Floor plan design experiences - criticism?

  • Erstellt am 2020-01-04 10:48:29

Nordlys

2020-01-06 12:38:36
  • #1
I like the house in the picture. Don't ruin it with shutters à la Bavaria.
 

11ant

2020-01-06 15:48:55
  • #2

That would also be a detached house and would no longer be possible for you if one of your neighbors had placed a semi-detached house on the boundary.


Since you praised Yvonne's house, there is still hope that you recognize a handsome house not only under the condition of symmetry as such.



From my point of view, you are still full of unsuitable beliefs and the battle between 08/15 and 4711 is still too much ongoing. Accordingly, the distillate of wishes in floor plans is still too unripe to already serve as a visual basis on which one could give a qualified answer to the question of price.

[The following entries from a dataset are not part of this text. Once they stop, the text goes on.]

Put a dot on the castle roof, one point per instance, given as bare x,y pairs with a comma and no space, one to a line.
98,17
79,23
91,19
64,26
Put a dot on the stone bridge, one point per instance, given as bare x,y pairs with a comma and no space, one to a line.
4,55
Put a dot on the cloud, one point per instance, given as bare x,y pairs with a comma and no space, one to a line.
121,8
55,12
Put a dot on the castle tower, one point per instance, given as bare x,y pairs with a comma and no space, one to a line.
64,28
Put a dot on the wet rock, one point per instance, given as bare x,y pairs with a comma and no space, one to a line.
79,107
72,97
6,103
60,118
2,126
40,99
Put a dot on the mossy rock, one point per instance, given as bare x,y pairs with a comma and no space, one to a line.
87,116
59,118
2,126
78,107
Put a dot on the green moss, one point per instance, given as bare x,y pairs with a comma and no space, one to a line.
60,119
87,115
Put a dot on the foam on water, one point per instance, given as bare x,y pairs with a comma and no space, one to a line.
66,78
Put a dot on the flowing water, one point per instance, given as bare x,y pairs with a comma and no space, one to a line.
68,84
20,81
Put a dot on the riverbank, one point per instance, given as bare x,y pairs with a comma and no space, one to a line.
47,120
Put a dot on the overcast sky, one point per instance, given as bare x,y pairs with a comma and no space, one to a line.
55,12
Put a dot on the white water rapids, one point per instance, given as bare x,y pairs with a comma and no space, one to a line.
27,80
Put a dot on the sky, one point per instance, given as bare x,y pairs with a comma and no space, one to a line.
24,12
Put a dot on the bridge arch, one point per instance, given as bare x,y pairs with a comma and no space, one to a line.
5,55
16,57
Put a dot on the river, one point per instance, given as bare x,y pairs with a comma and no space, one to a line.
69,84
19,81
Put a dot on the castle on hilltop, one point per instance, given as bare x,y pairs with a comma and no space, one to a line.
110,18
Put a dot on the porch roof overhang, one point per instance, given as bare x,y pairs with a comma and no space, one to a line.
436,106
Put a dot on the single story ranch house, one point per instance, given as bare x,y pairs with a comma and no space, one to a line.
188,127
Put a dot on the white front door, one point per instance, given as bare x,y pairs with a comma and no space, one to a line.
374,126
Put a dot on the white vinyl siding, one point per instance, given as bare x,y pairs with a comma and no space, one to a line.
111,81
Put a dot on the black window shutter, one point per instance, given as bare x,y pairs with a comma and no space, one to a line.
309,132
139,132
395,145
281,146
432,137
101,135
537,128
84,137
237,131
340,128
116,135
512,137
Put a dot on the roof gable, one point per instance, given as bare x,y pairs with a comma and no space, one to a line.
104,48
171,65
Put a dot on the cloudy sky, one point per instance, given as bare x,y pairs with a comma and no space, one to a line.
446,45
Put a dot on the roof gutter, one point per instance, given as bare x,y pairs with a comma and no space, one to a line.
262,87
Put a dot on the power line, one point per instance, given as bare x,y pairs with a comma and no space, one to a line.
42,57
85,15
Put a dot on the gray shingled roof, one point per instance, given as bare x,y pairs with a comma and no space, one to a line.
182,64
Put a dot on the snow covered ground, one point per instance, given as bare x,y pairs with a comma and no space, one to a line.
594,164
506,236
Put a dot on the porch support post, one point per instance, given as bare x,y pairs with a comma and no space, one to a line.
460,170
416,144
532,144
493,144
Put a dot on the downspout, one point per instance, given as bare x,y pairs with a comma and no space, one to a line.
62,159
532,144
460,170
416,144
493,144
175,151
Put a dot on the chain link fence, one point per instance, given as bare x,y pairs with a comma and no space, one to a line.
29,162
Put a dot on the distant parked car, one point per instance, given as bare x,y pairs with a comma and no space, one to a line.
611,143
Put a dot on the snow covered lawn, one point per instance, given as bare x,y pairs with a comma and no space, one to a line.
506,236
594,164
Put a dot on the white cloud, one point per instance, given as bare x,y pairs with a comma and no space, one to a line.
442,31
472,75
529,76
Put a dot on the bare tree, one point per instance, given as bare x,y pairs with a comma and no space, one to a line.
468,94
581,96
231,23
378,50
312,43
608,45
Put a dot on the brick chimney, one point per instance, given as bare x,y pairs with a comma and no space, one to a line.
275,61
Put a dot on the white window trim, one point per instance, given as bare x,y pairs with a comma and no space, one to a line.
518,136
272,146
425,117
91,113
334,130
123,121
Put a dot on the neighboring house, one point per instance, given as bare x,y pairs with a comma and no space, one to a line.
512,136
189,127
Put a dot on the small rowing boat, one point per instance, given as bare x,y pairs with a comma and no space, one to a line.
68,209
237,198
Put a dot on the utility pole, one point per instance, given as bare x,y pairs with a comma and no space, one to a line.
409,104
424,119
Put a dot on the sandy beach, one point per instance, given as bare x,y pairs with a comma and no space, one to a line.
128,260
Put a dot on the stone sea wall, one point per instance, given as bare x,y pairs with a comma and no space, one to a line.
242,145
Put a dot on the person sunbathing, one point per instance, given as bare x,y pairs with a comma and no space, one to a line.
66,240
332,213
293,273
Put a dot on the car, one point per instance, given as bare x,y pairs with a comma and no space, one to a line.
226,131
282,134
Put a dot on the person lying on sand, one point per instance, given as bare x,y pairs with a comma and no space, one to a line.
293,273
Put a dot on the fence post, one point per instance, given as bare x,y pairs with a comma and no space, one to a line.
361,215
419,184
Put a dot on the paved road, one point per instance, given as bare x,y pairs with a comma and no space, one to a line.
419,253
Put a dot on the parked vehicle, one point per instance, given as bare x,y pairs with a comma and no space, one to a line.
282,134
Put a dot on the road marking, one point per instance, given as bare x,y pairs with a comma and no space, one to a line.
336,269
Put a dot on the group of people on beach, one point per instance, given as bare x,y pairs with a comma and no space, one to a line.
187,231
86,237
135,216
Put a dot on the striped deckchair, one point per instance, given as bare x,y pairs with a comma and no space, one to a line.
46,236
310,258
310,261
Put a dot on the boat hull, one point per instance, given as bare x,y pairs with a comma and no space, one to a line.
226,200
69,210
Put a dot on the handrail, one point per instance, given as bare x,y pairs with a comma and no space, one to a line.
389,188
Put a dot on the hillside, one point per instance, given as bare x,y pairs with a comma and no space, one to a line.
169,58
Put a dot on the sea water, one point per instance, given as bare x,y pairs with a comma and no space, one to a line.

Without knowing whether the question is "why are there only little jugs outside," the answer "42" is of NO USE to you — not even if you are assured that fourteen times three is likewise forty-two, should you change your taste and find six times seven too square after all.


More than whom? — if more than your contracting partner, then change him — because you must be able to trust him more bindingly than any virtual discussants.


Greywater can be allowed to trickle, but blackwater should drop vertically — rather less attractive next to the dining table. Therefore, neither living nor dining rooms belong under the toilet bowl.
 

kaho674

2020-01-06 16:32:11
  • #3
I do think that the elephant tends to exaggerate once again. It’s more about the ingrained aversion to townhouse cube symmetry developed over years, rather than well-founded criticism of the floor plan. I believe that with any other format, this sketch would have been rated by him as absolutely suitable and sufficient for initial architectural discussions.

But to grab the dog right by the ears: the best way to go to the architect is WITHOUT a sketch. List your wishes and dreams, what you’ve seen somewhere and found great, what you need in everyday life, and what absolutely must not be included. But don’t draw anything beforehand. Experience shows that with the first stroke, any creativity of the architect is instantly stifled at the root. Challenge him to bring in his ideas – if it turns out to be rubbish, you can always pull your sketch out of your pocket.

And to tease the electrician a bit more: yes, symmetry is allowed as a main wish in a townhouse too! :P
 

11ant

2020-01-06 17:14:48
  • #4
I have no aversion to coffee grinders, but to home providers who mock the dreams of (what is an inability and not a pity) dimensionally dyslexic would-be homeowners by selling them a cheaply cobbled-together square floor plan thing as a "villa." It particularly provokes elephantine wrath when the house is presented standing on a park-sized lawn and accompanied by a lottery winner car under the carport.

Everyone is entitled to every taste – as long as they don’t build within my line of sight, gladly even one whose highest perfection is a Bauhaus Tuscan villa with casement windows and a roof terrace on the double garage. But damn it makes a difference whether the builder proudly calls his home a castle himself, or whether it is mockingly labeled a villa by the brazen seller.


As a pictorial wish list for an architectural conversation, I have by no means questioned the suitability of the sketch, but simply, because of its lack of proximity to what is shaped during the course of a discussion, as a basis for a price response, in which nothing essential changes except the tile color. As a business basis for a preliminary contract, this sketch still seems decidedly immature to me, that’s all. It is by no means the case that only northern light bungalows would find mercy before my judgment.
 

ypg

2020-01-06 17:40:14
  • #5


There is a prototype house, so there is already a floor plan. The planner won't have much to do with it: since the desire for symmetrical floor-to-ceiling windows calls for it, the rooms will be slightly adjusted. One should just shorten the connections between the zones a bit; otherwise, you'll end up walking yourself tired. I also believe that a bit is overdone with an architect consultation or drawing.

I would build a bungalow. Why not? With 0.35 (if I remember correctly?), you get just under 150 sqm of living space, right?
 

11ant

2020-01-06 17:46:33
  • #6
P.S.: just now I completely forgot to address this aspect. Essentially, what I said above generally about the Anstattvilla applies here in substance: namely that it is not symmetry itself that is objectionable (because that is a matter of taste, which in a free country is allowed to be different – if necessary, even widely diverging from mine), but rather the weakness in reading dimensions and proportions that some builders use to deceive themselves, to fake the cheapest ersatz aesthetics where, apart from a balanced right-left optical weight, there is none at all. Exploiting design dyslexia for profit maximization or for obtaining a signature on a construction contract is unacceptable! – I much prefer an honestly unpretentious flair, a good handyman’s one-and-a-half-story house. The settlement house is exactly that – neither more nor less – simple-minded, and the Anstattvilla only becomes indecent when it sells its "knee wall up to the pointy hat" as a (faked) doctorate and pretends to be something nobler.